Macro Headwinds: With gold outperforming Bitcoin in late 2025, Fidelity suggests that the "digital gold" narrative is facing a temporary reality check.
The Contrarian View: Bulls Aren't Done Yet
Not everyone at Fidelity—or the wider market—is bearish. Chris Kuiper (VP of Research at Fidelity) notes that a "Supercycle" is still possible.
Institutional Cohort: A brand new class of investors (pension funds and wealth managers) is only just beginning to allocate. This could mean any "dip" to $65k will be aggressively bought, preventing a deeper crash.

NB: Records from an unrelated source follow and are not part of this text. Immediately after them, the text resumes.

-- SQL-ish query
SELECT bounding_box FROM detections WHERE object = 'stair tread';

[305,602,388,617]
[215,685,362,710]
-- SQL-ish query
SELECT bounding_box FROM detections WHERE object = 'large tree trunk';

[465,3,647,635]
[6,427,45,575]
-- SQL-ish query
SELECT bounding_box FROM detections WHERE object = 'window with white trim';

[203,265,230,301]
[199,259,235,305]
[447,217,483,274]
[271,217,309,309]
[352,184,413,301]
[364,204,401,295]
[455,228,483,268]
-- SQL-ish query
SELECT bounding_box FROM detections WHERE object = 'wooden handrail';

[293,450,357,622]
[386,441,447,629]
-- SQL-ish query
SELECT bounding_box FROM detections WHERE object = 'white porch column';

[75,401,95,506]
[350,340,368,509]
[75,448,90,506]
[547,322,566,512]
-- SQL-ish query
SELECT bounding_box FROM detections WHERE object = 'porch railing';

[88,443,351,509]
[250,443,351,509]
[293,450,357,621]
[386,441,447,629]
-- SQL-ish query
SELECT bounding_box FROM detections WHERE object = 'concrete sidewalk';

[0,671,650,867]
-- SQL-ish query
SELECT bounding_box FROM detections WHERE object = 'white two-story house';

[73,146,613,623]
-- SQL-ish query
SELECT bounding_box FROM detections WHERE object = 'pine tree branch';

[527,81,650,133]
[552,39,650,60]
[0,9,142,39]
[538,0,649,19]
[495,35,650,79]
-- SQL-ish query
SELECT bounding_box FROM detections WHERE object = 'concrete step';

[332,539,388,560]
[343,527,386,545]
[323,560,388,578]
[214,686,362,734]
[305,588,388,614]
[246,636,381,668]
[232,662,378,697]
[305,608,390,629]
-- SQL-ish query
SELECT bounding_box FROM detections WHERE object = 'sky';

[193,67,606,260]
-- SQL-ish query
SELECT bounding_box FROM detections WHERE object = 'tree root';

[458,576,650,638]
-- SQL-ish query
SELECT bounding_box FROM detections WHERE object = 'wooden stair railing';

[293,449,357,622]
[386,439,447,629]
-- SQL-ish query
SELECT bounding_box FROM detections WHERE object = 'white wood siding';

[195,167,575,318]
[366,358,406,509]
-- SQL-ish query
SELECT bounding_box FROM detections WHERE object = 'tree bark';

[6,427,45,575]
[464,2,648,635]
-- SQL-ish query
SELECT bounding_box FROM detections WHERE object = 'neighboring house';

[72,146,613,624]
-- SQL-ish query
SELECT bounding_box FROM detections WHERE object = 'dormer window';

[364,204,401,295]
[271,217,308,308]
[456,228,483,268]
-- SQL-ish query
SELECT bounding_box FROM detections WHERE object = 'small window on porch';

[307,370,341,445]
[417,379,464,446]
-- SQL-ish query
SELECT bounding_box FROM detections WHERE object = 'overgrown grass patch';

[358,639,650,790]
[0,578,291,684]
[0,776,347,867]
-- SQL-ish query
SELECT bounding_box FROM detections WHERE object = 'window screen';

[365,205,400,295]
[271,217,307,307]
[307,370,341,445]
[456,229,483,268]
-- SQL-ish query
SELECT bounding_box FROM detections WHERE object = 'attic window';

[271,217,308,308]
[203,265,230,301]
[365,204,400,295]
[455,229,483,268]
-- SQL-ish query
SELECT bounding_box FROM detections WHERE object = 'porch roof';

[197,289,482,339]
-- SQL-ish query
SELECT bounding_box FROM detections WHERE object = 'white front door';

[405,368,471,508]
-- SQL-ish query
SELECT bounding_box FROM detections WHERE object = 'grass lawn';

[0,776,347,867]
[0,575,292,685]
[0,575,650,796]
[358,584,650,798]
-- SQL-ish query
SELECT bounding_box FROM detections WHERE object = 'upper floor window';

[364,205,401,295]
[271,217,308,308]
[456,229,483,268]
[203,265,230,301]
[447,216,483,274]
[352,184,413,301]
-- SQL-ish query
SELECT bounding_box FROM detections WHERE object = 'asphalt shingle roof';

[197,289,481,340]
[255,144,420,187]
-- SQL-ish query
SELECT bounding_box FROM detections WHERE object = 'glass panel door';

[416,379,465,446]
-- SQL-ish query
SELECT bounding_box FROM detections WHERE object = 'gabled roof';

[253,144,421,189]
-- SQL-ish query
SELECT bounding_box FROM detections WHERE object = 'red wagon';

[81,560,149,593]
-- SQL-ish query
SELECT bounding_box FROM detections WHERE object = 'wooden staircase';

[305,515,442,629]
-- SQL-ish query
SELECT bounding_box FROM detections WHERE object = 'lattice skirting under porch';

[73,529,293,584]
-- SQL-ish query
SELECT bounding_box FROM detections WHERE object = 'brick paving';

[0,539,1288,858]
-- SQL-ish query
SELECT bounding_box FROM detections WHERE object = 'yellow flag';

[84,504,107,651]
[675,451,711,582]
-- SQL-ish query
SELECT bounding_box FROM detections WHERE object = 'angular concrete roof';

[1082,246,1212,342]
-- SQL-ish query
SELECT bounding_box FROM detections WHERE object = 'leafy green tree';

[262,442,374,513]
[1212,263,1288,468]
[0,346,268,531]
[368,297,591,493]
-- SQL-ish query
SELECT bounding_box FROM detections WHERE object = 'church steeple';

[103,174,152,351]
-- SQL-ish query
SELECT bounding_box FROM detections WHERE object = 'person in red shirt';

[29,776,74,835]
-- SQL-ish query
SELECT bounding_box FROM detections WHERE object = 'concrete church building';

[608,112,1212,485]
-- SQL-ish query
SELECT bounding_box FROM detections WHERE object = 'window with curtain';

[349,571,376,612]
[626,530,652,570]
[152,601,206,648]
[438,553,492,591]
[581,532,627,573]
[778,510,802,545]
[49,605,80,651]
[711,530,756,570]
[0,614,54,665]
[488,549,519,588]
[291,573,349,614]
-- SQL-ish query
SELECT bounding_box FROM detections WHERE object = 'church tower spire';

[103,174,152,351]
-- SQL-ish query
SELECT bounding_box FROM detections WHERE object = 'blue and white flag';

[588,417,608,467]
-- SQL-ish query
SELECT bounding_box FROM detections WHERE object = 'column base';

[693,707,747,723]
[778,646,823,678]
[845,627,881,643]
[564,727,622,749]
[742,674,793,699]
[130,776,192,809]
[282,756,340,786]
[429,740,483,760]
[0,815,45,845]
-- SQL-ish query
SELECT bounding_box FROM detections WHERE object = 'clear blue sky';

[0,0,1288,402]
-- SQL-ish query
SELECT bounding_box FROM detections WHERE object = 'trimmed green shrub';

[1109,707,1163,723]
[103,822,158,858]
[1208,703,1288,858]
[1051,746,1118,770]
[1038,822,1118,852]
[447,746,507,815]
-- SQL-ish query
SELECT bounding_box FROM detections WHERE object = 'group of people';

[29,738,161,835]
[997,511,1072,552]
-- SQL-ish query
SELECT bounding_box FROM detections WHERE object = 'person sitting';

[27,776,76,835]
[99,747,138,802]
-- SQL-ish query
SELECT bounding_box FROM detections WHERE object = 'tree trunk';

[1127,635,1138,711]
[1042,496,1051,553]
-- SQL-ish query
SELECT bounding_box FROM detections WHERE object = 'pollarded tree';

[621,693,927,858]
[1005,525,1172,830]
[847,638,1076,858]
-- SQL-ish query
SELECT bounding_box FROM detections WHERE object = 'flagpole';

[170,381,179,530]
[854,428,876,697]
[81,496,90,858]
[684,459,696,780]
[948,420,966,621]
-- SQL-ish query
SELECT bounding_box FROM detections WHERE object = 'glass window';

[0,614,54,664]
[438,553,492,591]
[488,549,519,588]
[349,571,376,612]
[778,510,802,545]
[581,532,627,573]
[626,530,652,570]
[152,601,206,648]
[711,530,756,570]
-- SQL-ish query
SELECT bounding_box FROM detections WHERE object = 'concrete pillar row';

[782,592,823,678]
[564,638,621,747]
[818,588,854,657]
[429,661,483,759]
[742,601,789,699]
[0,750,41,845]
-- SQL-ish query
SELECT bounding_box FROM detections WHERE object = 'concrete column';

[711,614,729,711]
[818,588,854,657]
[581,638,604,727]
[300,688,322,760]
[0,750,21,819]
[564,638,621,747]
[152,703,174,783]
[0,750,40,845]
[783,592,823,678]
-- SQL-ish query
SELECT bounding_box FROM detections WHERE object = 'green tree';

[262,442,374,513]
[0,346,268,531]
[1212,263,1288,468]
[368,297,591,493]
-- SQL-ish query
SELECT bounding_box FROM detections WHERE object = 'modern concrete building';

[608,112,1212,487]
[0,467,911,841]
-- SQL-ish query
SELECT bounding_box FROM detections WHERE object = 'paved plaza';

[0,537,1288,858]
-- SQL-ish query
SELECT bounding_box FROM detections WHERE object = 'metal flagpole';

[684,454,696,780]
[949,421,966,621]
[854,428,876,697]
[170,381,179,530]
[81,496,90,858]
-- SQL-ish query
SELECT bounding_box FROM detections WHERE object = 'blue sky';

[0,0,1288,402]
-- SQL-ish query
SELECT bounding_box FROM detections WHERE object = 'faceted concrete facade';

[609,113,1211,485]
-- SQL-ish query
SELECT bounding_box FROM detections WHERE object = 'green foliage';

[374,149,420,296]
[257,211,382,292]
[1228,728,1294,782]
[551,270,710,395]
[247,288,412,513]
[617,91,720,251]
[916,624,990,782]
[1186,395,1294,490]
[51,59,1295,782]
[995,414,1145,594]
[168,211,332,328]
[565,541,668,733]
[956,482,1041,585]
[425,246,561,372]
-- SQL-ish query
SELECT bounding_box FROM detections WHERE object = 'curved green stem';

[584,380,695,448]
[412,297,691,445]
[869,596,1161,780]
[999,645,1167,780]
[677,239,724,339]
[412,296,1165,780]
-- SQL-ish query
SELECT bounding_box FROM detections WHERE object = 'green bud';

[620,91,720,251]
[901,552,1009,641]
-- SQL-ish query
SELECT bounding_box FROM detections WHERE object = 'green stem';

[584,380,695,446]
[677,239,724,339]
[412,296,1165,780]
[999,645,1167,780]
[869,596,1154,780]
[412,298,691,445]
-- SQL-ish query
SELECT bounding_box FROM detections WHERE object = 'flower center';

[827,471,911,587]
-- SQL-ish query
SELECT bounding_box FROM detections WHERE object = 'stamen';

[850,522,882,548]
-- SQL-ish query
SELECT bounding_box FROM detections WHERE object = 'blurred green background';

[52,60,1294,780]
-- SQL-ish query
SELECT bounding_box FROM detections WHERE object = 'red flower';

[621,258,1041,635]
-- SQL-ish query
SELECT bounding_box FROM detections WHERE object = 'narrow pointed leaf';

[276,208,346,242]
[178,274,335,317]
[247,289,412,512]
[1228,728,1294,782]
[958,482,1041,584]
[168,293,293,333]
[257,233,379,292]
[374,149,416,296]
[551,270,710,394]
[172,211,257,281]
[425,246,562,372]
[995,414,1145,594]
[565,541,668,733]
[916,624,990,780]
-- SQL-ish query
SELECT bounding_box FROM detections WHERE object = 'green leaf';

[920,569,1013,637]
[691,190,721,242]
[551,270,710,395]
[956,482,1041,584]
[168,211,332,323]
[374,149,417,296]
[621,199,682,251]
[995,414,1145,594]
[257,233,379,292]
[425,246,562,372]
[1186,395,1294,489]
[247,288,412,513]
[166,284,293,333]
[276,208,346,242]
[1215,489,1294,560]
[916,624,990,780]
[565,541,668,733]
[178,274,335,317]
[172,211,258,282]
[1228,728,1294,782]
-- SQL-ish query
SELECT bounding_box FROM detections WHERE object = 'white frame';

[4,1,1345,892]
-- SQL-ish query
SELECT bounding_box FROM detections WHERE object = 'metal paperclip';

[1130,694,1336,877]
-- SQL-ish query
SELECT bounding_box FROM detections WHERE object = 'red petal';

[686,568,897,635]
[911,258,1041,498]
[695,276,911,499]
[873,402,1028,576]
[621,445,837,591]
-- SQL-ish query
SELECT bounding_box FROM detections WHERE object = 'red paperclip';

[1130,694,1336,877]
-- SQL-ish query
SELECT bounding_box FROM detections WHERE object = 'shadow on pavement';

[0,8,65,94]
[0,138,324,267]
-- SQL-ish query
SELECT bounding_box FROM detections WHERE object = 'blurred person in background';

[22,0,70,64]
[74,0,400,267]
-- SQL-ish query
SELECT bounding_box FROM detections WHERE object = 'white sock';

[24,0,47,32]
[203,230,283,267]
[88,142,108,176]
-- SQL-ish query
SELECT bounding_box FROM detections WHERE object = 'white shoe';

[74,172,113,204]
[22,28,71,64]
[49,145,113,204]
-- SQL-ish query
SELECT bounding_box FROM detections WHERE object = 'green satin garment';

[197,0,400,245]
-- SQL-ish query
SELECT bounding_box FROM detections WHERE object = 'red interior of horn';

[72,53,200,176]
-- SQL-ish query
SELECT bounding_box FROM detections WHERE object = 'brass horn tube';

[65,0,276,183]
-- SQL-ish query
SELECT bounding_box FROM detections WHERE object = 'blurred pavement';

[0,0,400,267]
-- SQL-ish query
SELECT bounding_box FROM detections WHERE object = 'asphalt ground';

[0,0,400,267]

ETF Stability: Spot ETFs provide a regulated "sink" for capital that wasn't there in previous bear markets, which could make the 2026 floor much higher than previous cycles.
🛡️ What This Means for Your Strategy:
If Fidelity is correct and $65k is the 2026 floor:
DCA is King: The $65k–$75k range would be a generational buying opportunity before the next pre-halving run.
Lower Volatility: We may see "boring" price action in 2026 rather than 80% crashes.
Long-Term Conviction: Fidelity remains a secular bull (long-term believer), meaning they see this as a pause, not an end.
What do you think? Is $65k a realistic floor, or are we heading straight back to six figures?